DEVELOPING — INJURY ON SCENE
Two Dogs Tangle on “The Island” at Ellicott Creek Park — One Dog Dead, One Man with a Leg Injury[1][2][3][4]
The day’s busiest call in the village zone came out of the off-leash dog park at Ellicott Creek Park, on the Tonawanda Creek island. At 11:57 an Amherst PD officer keyed up that he was heading over “for some kind of dog fight” at the park.[1] Two minutes later Amherst Fire dispatch toned out Ellicott Creek (the volunteer FD covering the Williamsville/Tonawanda corner) for an EMS call, with information forwarded by police describing an injury of unknown severity.[2]
By 12:03 the picture had sharpened: one male with a leg injury, one dog under control, the other dog “possibly deceased.”[3] Amherst PD repeated the same line to its own channel a minute later as units converged — though the on-scene officer had to ask dispatch for a more precise location because all anyone could tell him was “somewhere on the island.” The answer came back: in the dog park itself.[4] Ellicott Creek Park’s island off-leash area is the Town of Tonawanda’s only fenced dog run; the call cleared with one injured handler and one dead animal, and no further detail crossed the air.
WHAT THE…?!
Mulch Fire in Whole Foods’ Front Lot — 3139 Sheridan Drive Asks for an Engine Closer to the Road[5][6]
At 12:47 Amherst Fire dispatch toned a mulch fire in the parking lot of Whole Foods at 3139 Sheridan Drive in Amherst, with the dispatcher specifically noting it was “closer to the road” rather than the building itself.[5][6] Mulch beds along sidewalk edges are a perennial late-spring fire source — a discarded cigarette or a stray spark, plus dry shredded hardwood, equals a smoldering bed that takes a quick knock-down from one engine. No follow-up traffic suggested anything but a routine extinguish.
FIRE ALARM — ACCIDENTAL
Inspire of Western New York Fire Alarm Sends Main-Transit to 5500 Sheridan — Cooking on the Smoke Detector[7][8][9]
Twenty-three minutes after the Whole Foods mulch call, Amherst Fire dispatched Main-Transit Volunteer to a fire alarm activation at the Inspire of Western New York medical facility, 5500 Sheridan Drive, Williamsville — smoke detectors only.[7][8] By 13:24 the call was closed out as “set off by cooking, you can mark it accidental,” with Main-Transit back in service.[9] A textbook commercial-kitchen alarm: detector did its job, dispatch did theirs, no fire.
IN PROGRESS
Amherst PD Roll Cars North and South on 135 Somerset — “A Gentleman with a Knife”[10][11][12]
At 14:54 the Amherst dispatcher pushed traffic out for 135 Somerset, asking any cars in the area south or north to head over for “a gentleman with a knife.”[10] Units acknowledged in stride — one officer keying up, “Let me just get into a car” — and dispatch quickly added that they were still trying to pin down whether the subject was on the east or west side of the address, with somebody else working a separate phone line for more on the knife.[11][12] The call was active at the cutoff of this window; resolution will appear in tomorrow’s edition if it generates follow-up traffic.
MENTAL HEALTH CALL
“Mr.

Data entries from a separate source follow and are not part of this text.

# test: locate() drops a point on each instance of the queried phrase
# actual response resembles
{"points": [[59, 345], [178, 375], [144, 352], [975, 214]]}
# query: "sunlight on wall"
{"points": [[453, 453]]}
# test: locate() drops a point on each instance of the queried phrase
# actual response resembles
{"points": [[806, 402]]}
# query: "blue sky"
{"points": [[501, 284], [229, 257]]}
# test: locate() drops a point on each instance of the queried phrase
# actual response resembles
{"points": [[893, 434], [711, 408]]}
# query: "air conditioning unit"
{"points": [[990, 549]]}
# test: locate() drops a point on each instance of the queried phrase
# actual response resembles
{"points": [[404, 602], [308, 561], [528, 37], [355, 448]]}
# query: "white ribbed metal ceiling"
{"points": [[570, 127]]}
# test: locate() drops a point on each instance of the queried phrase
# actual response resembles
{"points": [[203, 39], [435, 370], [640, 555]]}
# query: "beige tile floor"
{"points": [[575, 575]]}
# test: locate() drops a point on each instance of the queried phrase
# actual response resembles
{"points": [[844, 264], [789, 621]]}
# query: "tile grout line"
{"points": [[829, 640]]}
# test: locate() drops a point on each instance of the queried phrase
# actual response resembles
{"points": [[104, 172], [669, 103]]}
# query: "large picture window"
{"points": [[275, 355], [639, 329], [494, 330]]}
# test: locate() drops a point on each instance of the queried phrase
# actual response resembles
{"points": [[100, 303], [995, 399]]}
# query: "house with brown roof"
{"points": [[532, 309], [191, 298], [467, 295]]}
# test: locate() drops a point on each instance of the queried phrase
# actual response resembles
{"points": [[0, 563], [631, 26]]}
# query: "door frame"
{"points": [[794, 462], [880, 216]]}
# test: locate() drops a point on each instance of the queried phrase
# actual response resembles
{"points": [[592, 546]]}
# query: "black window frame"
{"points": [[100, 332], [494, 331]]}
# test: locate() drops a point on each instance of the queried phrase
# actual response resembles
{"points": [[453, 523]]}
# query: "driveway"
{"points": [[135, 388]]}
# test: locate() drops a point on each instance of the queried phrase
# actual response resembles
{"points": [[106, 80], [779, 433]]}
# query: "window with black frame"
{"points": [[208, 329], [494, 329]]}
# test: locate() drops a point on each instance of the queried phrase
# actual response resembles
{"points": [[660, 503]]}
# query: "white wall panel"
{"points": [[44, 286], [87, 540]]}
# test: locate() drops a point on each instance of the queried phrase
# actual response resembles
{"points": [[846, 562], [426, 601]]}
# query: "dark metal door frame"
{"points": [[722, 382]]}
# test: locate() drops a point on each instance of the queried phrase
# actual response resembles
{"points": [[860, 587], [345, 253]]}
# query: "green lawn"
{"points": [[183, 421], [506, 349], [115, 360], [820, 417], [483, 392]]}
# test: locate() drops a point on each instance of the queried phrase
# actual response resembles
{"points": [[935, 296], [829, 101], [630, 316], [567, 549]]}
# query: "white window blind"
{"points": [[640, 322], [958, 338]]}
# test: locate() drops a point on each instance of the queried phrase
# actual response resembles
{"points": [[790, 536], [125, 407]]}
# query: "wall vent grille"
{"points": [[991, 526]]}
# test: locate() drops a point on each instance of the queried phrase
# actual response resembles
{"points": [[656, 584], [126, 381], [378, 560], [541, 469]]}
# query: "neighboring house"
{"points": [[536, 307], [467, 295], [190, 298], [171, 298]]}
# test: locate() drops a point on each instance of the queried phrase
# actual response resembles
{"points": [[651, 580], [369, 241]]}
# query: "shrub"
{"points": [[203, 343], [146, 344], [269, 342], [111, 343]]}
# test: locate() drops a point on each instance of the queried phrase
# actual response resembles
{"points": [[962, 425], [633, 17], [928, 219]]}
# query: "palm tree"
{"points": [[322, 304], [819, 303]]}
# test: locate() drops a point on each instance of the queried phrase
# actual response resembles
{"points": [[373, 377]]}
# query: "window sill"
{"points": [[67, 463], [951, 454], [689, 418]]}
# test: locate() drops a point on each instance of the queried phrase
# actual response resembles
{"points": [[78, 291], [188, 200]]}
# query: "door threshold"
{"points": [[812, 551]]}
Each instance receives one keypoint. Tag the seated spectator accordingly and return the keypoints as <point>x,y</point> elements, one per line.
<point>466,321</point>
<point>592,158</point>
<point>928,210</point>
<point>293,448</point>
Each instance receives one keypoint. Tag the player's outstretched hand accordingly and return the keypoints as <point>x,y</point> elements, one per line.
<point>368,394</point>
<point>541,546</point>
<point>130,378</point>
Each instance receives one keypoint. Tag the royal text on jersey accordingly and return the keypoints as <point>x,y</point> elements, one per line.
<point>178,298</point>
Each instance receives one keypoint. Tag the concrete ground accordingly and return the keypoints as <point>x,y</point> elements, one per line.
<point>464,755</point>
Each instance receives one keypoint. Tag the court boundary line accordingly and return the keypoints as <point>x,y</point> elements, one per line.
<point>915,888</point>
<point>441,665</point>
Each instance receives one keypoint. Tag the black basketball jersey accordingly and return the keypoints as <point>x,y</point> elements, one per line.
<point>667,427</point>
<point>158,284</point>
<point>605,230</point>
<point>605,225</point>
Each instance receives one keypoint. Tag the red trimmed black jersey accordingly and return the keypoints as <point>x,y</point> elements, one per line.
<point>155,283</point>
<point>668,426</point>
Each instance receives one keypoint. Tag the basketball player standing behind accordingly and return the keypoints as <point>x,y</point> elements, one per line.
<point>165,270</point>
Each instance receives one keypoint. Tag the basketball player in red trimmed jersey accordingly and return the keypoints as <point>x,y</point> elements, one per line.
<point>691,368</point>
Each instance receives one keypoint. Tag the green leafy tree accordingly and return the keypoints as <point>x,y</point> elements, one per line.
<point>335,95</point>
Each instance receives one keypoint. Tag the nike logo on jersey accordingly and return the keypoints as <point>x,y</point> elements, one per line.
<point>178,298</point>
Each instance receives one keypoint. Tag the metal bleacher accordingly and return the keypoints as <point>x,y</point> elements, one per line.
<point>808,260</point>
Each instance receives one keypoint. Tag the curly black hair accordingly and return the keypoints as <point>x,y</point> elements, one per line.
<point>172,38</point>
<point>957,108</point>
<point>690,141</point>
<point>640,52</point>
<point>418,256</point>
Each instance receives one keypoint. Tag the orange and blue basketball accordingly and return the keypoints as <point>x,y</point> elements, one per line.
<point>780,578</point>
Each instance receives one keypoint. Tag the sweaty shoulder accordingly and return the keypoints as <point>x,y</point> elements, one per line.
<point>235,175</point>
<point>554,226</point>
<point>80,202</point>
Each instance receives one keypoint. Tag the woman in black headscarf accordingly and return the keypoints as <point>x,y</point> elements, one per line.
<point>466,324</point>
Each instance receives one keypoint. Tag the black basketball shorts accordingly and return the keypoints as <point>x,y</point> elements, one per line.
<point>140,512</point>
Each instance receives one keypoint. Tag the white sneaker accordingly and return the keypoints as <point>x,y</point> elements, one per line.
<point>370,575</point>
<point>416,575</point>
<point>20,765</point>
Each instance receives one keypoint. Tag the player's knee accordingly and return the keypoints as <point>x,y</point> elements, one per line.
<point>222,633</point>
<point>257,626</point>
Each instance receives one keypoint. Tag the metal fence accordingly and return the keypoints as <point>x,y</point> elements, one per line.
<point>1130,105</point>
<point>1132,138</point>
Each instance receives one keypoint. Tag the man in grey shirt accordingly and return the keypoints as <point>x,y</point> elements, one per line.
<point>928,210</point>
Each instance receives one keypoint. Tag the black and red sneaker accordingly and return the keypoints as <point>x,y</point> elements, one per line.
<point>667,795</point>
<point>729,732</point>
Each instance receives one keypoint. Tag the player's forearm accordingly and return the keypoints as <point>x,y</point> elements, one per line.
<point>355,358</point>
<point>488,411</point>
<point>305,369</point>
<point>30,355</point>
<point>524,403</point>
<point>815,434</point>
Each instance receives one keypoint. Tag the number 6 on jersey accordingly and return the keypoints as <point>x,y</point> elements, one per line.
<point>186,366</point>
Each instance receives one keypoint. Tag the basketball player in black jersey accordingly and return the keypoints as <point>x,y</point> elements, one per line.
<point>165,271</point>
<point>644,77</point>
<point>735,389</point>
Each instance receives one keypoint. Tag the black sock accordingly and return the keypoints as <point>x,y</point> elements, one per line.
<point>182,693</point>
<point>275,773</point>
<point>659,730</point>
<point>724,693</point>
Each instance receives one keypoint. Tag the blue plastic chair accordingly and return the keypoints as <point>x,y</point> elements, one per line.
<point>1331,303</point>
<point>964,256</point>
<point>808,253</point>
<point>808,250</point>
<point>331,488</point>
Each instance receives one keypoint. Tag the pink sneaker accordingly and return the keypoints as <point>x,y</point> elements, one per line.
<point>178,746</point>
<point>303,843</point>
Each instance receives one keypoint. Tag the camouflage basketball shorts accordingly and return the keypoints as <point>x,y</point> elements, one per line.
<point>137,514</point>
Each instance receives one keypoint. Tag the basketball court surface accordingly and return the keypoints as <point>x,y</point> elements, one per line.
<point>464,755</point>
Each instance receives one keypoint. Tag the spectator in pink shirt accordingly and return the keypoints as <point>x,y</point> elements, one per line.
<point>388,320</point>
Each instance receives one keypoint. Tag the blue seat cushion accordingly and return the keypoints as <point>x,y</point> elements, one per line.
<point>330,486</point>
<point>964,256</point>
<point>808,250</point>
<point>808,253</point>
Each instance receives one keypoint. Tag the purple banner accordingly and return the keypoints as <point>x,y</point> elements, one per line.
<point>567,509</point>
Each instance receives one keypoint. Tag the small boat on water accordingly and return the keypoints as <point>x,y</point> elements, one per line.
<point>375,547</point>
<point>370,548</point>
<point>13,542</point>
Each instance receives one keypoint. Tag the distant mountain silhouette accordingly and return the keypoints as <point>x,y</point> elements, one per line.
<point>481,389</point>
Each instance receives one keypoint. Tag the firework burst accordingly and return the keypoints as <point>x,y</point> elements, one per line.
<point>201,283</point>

Dow Says He’s Feeling Suicidal Anxiety” — Castle Court, 09:26[13]
An Amherst PD officer reported at 09:26 that a man on Castle Court — identified as Mr. Dow — had told him he was feeling “suicidal anxiety,” with units staging to make the door.[13] Twin City Ambulance was used for transport, per a follow-up direction on the channel a few minutes later. The brief surfaces this not for drama but because the village watchlist tier calls for mental-hygiene calls to be logged when they come up in the home zone.
DAMAGED VEHICLE
Two Cars Tangle at Main Street and Forest View at 08:28 — Airbags Out, Driver Walks Off, Driver Walks Back[14][15][16]
The morning ledger opened with a damaged-vehicle call at Main Street and Forest View — black car disabled in the roadway, airbags deployed, plate Lincoln-Robert 8977 hooked for tow.[14][15] The other driver had momentarily walked off — “heard his head got a ride home but is coming back” per the patrol unit on scene — then returned and parked his blue-green pickup in the Wendy’s lot next door. The patrol officer documented a minor cut on the left arm and declined further EMS.[16]
HARASSMENT
Harassment Complaint at 3040 Sheridan Drive — Other Party Calls an Uber Out[17][18]
At 13:33 an Amherst PD officer on scene of a harassment complaint reported the other party had stated “he has an Uber coming to get him right out of here.”[17] Seven minutes later dispatch flagged the same address — 3040 Sheridan Drive — as the harassment locale, with the officer noting he couldn’t open the underlying call ticket on his terminal but had a working understanding from the scene.[18] Resolution: voluntary separation, no arrest.